What governance gets wrong

Traditional governance often tries to create confidence through approval. A document moves through committees. Risks are logged. A sponsor signs. Everyone briefly feels better.

But approval is not the same as understanding. A steering group can approve an AI rollout without knowing how the model behaves at the edge cases. A platform board can approve a migration without understanding where user habits will break. A security review can approve a control while missing the human workaround it creates.

Stolzoff’s book points toward a better version of governance: make the unknowns explicit. What are we assuming? How confident are we? What would disconfirm the plan? Which users should see this first? What is reversible? What trade-off are we accepting? Where are we seeking comfort rather than truth?

The useful kind of worry

One of the best parts of the book is its refusal to treat worry as purely negative. Worry can become avoidance, rumination, or compulsive checking. But it can also be information. It can tell us where the decision is fragile.

This is valuable for delivery leaders because teams often suppress worry until it becomes escalation. A product manager worries that users will not understand the new workflow. An engineer worries that the model evaluation set is too clean. An operations lead worries that the migration plan assumes a support capacity that does not exist. A compliance colleague worries that the policy wording is technically true but practically misleading.

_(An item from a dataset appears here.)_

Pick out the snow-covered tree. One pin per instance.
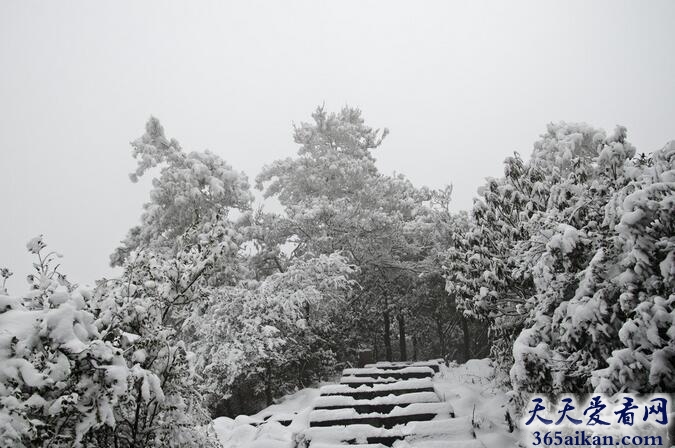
(335, 200)
(272, 330)
(191, 188)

Healthy organisations do not dismiss those worries as resistance. They interrogate them. Is there information to gather? A smaller test to run? A fallback to design? A user group to involve earlier? A value judgement to make explicit?

What to do on Monday

The Monday move is not to become more philosophical. It is to make uncertainty inspectable.

For any significant AI, delivery, or transformation decision, write down four things before the decision hardens. First, what do we know? Second, what are we assuming? Third, what are we uncertain about but able to test? Fourth, what is genuinely unknowable, meaning we need values, principles, or reversible design rather than more analysis.

Then attach operating mechanisms to the answer. Use staged exposure. Define kill criteria. Make confidence levels explicit. Ask for dissent before approval. Run pre-mortems. Keep decision records. Review what changed after first contact with users. Build rollback and opt-out paths where the risk justifies them.

Most importantly, stop rewarding certainty as a performance. Reward the person who can say, clearly and early, what the team does not yet know and what it will do next to learn.

The sceptical read

The book has limits. It is stronger as a human and leadership argument than as an enterprise operating manual. Readers looking for a delivery framework will have to do some translation. Some chapters lean more toward personal narrative than organisational diagnosis. And the book’s warmth may make it easy for a corporate reader to admire the message without changing any incentives.

That said, the translation is worth doing. The technology industry is entering a period where uncertainty will rise, not fall. AI capability is moving quickly. Regulation is uneven. User expectations are unstable. Cost pressure is high. The old comfort of pretending we can plan our way to certainty is not going to survive contact with reality.

Final thought

How to Not Know is a timely book because it gives permission to admit something serious people often avoid saying: we do not know yet.

That sentence is not a weakness if it is followed by discipline. We do not know yet, so we will test. We do not know yet, so we will expose the change gradually. We do not know yet, so we will listen harder. We do not know yet, so we will make the trade-offs visible. We do not know yet, so we will decide from principles where prediction runs out.

In a world full of confident machines and overconfident organisations, that may be one of the most practical leadership skills left.


Source note: Book details checked against W. W. Norton / Bookshop, Google Books, Publishers Weekly, and Simone Stolzoff’s official site.